The 10 Best Cookbooks of the Year (Which Would Also Make Great Gifts)
Beautiful, Useful, and Informative!
Cookbooks, especially the year’s best, make irresistible holiday presents. They’re beautiful, useful, and informative by themselves—and if you include the ingredients for a special recipe therein or a perhaps a gift card to a fine grocer, you’ll get a gold star from your loved one.
These titles are themselves presented in no particular order. Happy cooking!
Toni Tipton-Martin, Jubilee: Recipes from Two Centuries of African-American Cooking
Jubilee by Toni Tipton-Martin reminds us all that “African-American Cooking” is neither solely Southern, nor mainly food prepared by and for underserved communities. Yes, you’ll find recipes for fried chicken and Southern biscuits, but you’ll also find recipes for hot toddies, lamb curry, New England-style cornbread, and many others.
John Becker and Megan Scott, Joy of Cooking: 2019 Edition Fully Revised and Updated
The new Joy of Cooking makes this list less for its recipes, and more for its return to the voice-y style of Irma Rombauer’s 1931 self-published runaway bestseller. John Becker, Irma’s great-grandson, and his wife Megan Scott imbue the book with a light charm, not to be missed.
Sean Brock, South: Essential Recipes and New Explorations
South should be given a second and third look by those who left it off their 2019 best-of lists, because Brock (Heritage), the proprietor of beloved Husk restaurants and his new Nashville venture Audrey, has written more than a cookbook. If Heritage was his manifesto about seeds and produce and other foodstuffs, South is a manifesto about technique.
Fuchsia Dunlop, The Food of Sichuan: New and Revised
The Food of Sichuan by Fuchsia Dunlop follows 20 years after the author’s stunning Land of Plenty, in which she opened Western eyes to the variousness of Sichuan, a region once known only by its use of hot peppers. Even kitchens with well-thumbed editions of the first book will want this gorgeous new one, with 70 new recipes joining classics such as Mapo Tofu and Bang Bang Chicken.
Alison Roman, Nothing Fancy: Unfussy Food for Having People Over
Nothing Fancy: Unfussy Food for Having People Over is a no-brainer gift for anyone under 30, maybe even under 60, because the New York Times columnist doesn’t mess with sauces and chafing dishes. Instead, she proposes DIY martini bars, sheet cakes, and savory things best served from large pots. Plus, all you snack-board enthusiasts? Read her cheese-plate advice, and “Please relax.”

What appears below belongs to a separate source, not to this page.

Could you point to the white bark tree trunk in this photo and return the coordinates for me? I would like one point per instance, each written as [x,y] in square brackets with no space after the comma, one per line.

Yasmin Khan, Zaitoun: Recipes from the Palestinian Kitchen
Zaitoun manages to encompass all of the cultures that make up modern Palestine—Arabic, Jewish, Armenian, Turkish, Bedouin, Persian—without becoming a mishmash of cookbooks from each of those cultures. The thing that unites a divided land? The freshest ingredients, especially the produce. Head to Khan’s salads first; you won’t be sorry.
Adeena Sussman, Sababa: Fresh, Sunny Flavors from My Israeli Kitchen
Sababa: Fresh, Sunny Flavors from My Israeli Kitchen gets its title from the Arabic “tzababa,” meaning “awesome.” Sussman, a well-known cookbook author, lives close to Tel Aviv’s Carmel Market, and daily makes use of its superb products in creating, for example, Honey Harissa Chicken Thighs.
Evan Funke, American Sfoglino: A Master Class in Handmade Pasta
American Sfoglino: A Master Class in Handmade Pasta wins this year’s award for focus, in a book that details the chef’s determination to make pasta like an Italian. Not only did her learn from a real nonna, he learned from Maestra Alessandra Spisni, eight-time world champion pasta maker, a Bologna legend. Even if you’re lazier than Funke, you’ll be inspired by this priceless reference.
Elisabeth Prueitt and Chad Robertson, Tartine: A Classic Revisited
Tartine: A Classic Revisited includes new recipes, and while nothing may ever be more delicious than a fresh Morning Bun (that recipe is in here, too), Team Tartine garners a Best of 2019 spot for its attention to ancient grains, alternative flours, and modern flavorways that will guide home bakers towards better choices for their tastes and lifestyles.
José Andres and Matt Goulding, Vegetables Unleashed: A Cookbook
Vegetables Unleashed crackles with Chef Andres energy, the kind that will save the world. Look at what he’s done in Puerto Rico! Now, look at these potatoes he’s baked beneath vegetable compost. . . strangely sensible, strangely delicious, too. Andres believes vegetables can be as compelling as meat, and Goulding’s snappy prose will make you believe it, too.